Se ci guardiamo dentro con sincerità, vediamo in noi tutti e due, il pubblicano e il fariseo. Siamo un po’ pubblicani, perché peccatori, e un po’ farisei, perché presuntuosi, capaci di giustificare noi stessi, campioni nel giustificarci ad arte! Con gli altri spesso funziona, ma con Dio no. Preghiamo per chiedere la grazia di sentirci bisognosi di misericordia, poveri dentro. Anche per questo ci fa bene frequentare i poveri, per ricordarci di essere poveri, per ricordarci che solo in un clima di povertà interiore agisce la salvezza di Dio.

Ascoltare le voci dei poveri

Infine, il Papa riflette sulla preghiera del povero, una preghiera che, come dice il Siracide, “attraversa le nubi”. Infatti, “mentre la preghiera di chi si presume giusto rimane a terra, schiacciata dalla forza di gravità dell’egoismo, quella del povero sale dritta a Dio”.

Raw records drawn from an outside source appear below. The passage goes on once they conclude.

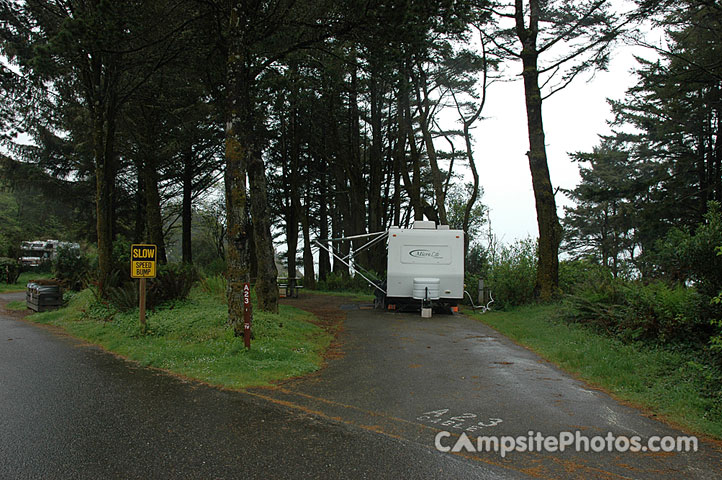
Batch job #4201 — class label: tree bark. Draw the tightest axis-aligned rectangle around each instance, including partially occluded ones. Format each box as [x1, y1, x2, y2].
[225, 22, 253, 336]
[416, 65, 449, 225]
[516, 0, 562, 301]
[301, 196, 316, 289]
[143, 159, 167, 265]
[248, 149, 278, 313]
[182, 149, 193, 264]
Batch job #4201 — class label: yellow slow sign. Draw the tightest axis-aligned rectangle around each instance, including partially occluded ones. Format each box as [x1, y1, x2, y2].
[130, 244, 158, 278]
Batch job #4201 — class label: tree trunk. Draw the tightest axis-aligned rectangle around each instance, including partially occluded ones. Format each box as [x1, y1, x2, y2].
[366, 72, 385, 272]
[248, 150, 278, 313]
[301, 197, 316, 289]
[93, 105, 115, 298]
[416, 65, 449, 225]
[133, 169, 146, 243]
[143, 160, 167, 265]
[516, 0, 561, 301]
[182, 151, 193, 264]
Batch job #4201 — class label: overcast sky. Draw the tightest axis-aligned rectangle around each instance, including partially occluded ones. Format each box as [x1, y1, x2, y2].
[466, 43, 648, 246]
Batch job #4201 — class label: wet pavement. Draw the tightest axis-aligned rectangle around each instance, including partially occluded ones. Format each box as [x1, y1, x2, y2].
[0, 294, 517, 479]
[250, 309, 722, 479]
[0, 295, 722, 479]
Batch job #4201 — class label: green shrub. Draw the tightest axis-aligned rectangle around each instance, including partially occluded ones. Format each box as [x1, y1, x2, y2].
[146, 263, 199, 308]
[559, 260, 613, 295]
[647, 202, 722, 297]
[486, 239, 537, 308]
[53, 245, 90, 292]
[0, 257, 21, 285]
[200, 275, 228, 303]
[562, 279, 711, 345]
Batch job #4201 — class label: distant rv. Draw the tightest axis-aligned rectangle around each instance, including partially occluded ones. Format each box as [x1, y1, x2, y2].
[19, 240, 80, 267]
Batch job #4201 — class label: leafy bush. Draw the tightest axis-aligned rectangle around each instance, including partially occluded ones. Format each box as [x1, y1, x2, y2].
[146, 263, 198, 308]
[650, 202, 722, 297]
[486, 238, 537, 308]
[200, 275, 228, 302]
[53, 245, 90, 291]
[562, 279, 711, 344]
[559, 260, 613, 295]
[0, 257, 21, 284]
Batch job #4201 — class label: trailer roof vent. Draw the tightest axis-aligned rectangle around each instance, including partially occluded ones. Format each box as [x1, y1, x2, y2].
[414, 220, 436, 230]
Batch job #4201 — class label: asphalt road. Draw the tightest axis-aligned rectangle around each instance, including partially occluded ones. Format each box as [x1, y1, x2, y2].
[0, 295, 518, 479]
[251, 302, 722, 479]
[0, 290, 722, 479]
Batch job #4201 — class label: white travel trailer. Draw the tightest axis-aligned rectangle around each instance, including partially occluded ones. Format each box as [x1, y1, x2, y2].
[385, 221, 464, 307]
[315, 220, 464, 313]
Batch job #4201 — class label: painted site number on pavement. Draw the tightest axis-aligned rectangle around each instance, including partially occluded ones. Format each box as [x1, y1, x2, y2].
[130, 244, 158, 278]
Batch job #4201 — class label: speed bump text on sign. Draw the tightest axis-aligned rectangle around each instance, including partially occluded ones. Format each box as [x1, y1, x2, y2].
[130, 244, 158, 278]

Il senso della fede del Popolo di Dio ha visto nei poveri “i portinai del Cielo”: sono loro che ci spalancheranno o meno le porte della vita eterna, loro che non si sono considerati padroni in questa vita, che non hanno messo se stessi prima degli altri, che hanno avuto solo in Dio la propria ricchezza. Essi sono icone vive della profezia cristiana.

E conclude: “In questo Sinodo abbiamo avuto la grazia di ascoltare le voci dei poveri e di riflettere sulla precarietà delle loro vite, minacciate da modelli di sviluppo predatori. Eppure, proprio in questa situazione, molti ci hanno testimoniato che è possibile guardare la realtà in modo diverso, accogliendola a mani aperte come un dono, abitando il creato non come mezzo da sfruttare ma come casa da custodire, confidando in Dio”.

Da qui l’invito, rivolto a tutta la Chiesa, di ascoltare “le voci dei poveri”, che spesso “vengono derise o messe a tacere perché scomode. Preghiamo per chiedere la grazia di saper ascoltare il grido dei poveri: è il grido di speranza della Chiesa. Facendo nostro il loro grido, anche la nostra preghiera attraverserà le nubi”.